The researchers conducted a stratified population-based analysis of 14,537 individuals (aged 16–64 years; 60 percent female) who accomplished a survey about sexual and reproductive health as part of a nationwide study carried out by the Public Health Agency of Sweden.
Using the internet to meet sexual partners was a significantly less common phenomenon in participants aged 45–64 years, both in women (odds ratio [OR], 0.3, 95 percent confidence interval [CI], 0.2–0.4) and in men (OR, 0.5, 95 percent CI, 0.4–0.7).
On the other hand, those who self-identified as bisexual or homosexual were significantly more likely to meet partners through the internet. This was especially true among men, in whom the likelihood was nine and 20 times greater, respectively.
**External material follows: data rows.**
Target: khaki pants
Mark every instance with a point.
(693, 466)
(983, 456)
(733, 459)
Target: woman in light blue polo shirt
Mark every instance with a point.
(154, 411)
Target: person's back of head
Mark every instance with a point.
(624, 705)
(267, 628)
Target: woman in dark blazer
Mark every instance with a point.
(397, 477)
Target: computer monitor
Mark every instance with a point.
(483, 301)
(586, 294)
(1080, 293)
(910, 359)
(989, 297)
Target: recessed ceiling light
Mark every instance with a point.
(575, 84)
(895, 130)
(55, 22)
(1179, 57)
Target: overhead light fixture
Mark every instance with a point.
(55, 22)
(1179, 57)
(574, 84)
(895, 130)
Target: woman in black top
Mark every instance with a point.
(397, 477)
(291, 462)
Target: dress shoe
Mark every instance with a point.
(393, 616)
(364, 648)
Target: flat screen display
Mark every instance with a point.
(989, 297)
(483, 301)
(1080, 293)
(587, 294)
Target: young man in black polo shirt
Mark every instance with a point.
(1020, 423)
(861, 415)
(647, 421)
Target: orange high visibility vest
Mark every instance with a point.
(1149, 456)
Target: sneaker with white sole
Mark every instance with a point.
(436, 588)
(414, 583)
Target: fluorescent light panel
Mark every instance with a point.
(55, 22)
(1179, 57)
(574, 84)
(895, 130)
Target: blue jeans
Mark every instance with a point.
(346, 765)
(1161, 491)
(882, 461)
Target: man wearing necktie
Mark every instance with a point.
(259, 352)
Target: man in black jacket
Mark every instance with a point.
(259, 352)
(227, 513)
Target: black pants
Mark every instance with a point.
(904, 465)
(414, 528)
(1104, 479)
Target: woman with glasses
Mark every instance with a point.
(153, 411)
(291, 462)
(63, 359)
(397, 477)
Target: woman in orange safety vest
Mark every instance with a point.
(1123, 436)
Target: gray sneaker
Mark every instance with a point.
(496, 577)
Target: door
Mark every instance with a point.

In turn, people who met partners online were more likely to engage in risky behaviours. For instance, women were five times more likely to engage in condomless sex with a temporary partner if they met their partners online (OR, 5.1, 95 percent CI, 3.8–6.8). Men, in comparison, were six times as likely to engage in this behaviour (OR, 6.0, 95 percent CI, 4.5–7.9).
Similarly, women (OR, 2.2, 95 percent CI, 1.7–2.9) and men (OR, 2.4, 95 percent CI, 1.8–3.2) who met partners online were more than twice as likely to have been diagnosed with sexually transmitted infections (STI) or HIV in the past. Being paid or paying for sex was likewise significantly more common among those who sought partners online.
“As the range and availability of social and dating applications keeps increasing, sexual health promotion and STI/HIV-prevention control activities may underestimate the public health significance of this phenomenon,” the researchers said.
“Prevention activities targeting individuals of nonheterosexual orientation via these online channels may have a potential impact,” they added.